I explained in my last post how I progressed from marijuana to harder drugs and eventually landed on heroin. I quickly became addicted to heroin, and nothing else mattered except for getting enough of the drug into my system to be comfortably numb.
I was no longer able to hide my drug abuse from my family, but I no longer feared the consequences because I was always high.
It got to the point where I was sleeping most of the day and staying up and getting high at night because it was the only time I could be alone. I would sneak out to smoke outside and then come back to bed and play on my laptop until daybreak.
I was missing tons of school until I just stopped going altogether. My parents at first just thought I was sick or depressed until one of my brothers found my stash.
I had been keeping my pipe and heroin in a little box in my bedside drawer. When my family started realizing there was something seriously wrong with me, my brother went through my stuff searching for clues. He found the little box and showed my parents.
They lost their minds. It was everything they had feared about raising their children in America; the only thing worse would have been if I’d had a gun in that box, too. My mom cried as my dad screamed at me to get out of his house. They loved me, but they were scared and inexperienced with addiction and didn’t know what to do.
So I left. I grabbed a few of my things and my little box of drugs and shoved them in a backpack.

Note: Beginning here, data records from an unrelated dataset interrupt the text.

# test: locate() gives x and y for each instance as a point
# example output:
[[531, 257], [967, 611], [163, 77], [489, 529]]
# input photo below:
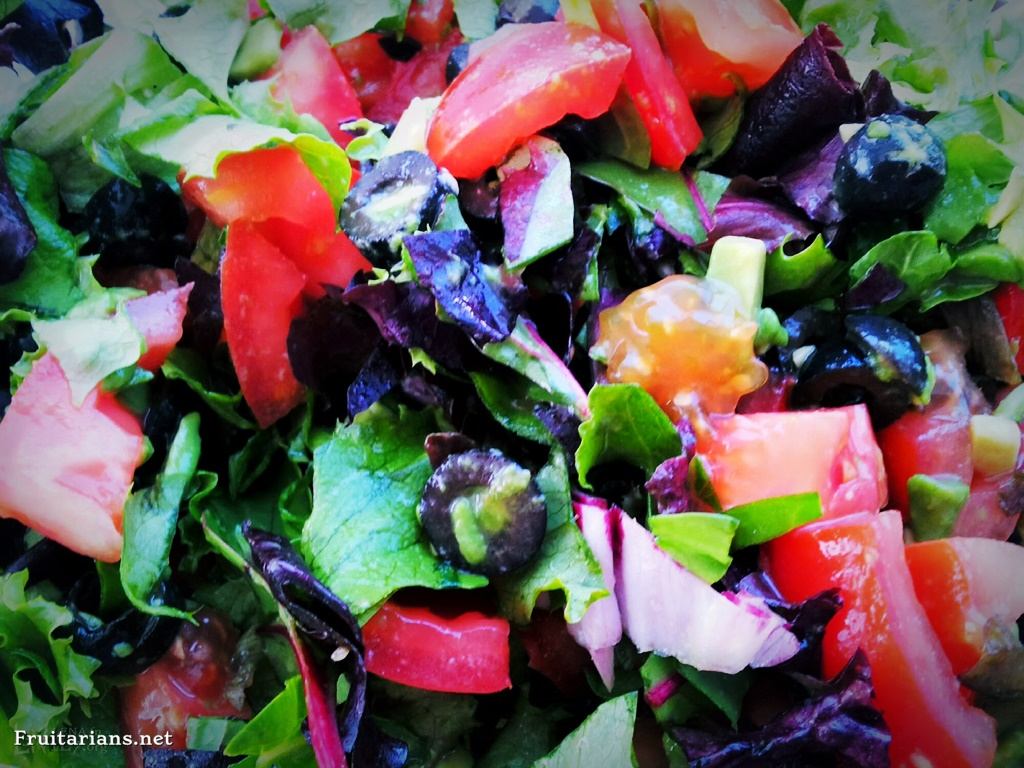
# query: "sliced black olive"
[[891, 348], [457, 61], [403, 193], [483, 512], [526, 11], [130, 225], [892, 165]]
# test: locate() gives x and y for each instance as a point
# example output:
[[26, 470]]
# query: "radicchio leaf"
[[323, 619], [17, 237], [761, 219], [810, 96], [839, 719], [449, 264]]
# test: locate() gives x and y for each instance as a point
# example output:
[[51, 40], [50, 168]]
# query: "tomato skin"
[[963, 583], [415, 646], [709, 40], [1010, 303], [159, 317], [935, 440], [529, 77], [190, 680], [68, 469], [260, 184], [429, 19], [832, 452], [310, 78], [914, 686], [261, 294], [654, 89]]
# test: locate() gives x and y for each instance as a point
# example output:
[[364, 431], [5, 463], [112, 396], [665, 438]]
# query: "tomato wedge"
[[964, 583], [261, 294], [529, 77], [415, 646], [260, 184], [914, 686], [310, 78], [832, 452], [654, 89], [68, 469], [711, 42], [159, 317]]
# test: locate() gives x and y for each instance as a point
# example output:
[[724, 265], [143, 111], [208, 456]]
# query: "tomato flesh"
[[68, 469], [964, 583], [528, 78], [710, 42], [159, 317], [830, 452], [1010, 303], [656, 92], [415, 646], [261, 294], [310, 78], [914, 686], [190, 680]]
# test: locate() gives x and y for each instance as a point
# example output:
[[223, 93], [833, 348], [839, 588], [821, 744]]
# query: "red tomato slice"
[[914, 686], [190, 680], [333, 260], [657, 94], [414, 646], [832, 452], [1010, 301], [964, 583], [709, 40], [261, 294], [159, 317], [528, 78], [935, 440], [368, 68], [260, 184], [428, 20], [310, 78], [67, 469]]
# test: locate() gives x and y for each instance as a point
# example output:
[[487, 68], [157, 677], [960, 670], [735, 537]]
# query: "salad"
[[459, 383]]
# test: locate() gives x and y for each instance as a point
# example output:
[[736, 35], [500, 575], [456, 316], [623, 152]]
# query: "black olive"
[[403, 193], [483, 512], [892, 165], [130, 225], [526, 11], [457, 61]]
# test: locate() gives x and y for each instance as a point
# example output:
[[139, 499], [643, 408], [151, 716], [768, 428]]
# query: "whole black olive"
[[483, 512], [403, 193], [130, 225], [891, 166]]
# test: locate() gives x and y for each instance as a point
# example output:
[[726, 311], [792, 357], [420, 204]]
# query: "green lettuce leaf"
[[699, 542], [204, 40], [564, 562], [49, 284], [627, 425], [662, 192], [603, 738], [342, 20], [151, 519], [41, 673], [364, 539]]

At first, I stayed at friends’ houses until they realized I was always on heroin and not getting any better. Their parents didn’t want me around. Eventually, I ended up on the streets, sleeping under a tent I shared with another guy about my age who was also hooked on heroin. We pawned some of my stuff for money to score more heroin, and when that ran out, we panhandled on the streets.
Then one day, I woke up in the hospital with no memory of how I’d gotten there. My body ached all over, both from injuries and form heroin cravings.
I had been begging on the streets when a gang of boys, bored and reckless, beat me up. I didn’t even remember it because I was so strung out. An onlooker called an ambulance, and that’s how I’d ended up in the hospital.
This was my rock bottom, and when I decided, at age 18, to finally get some help.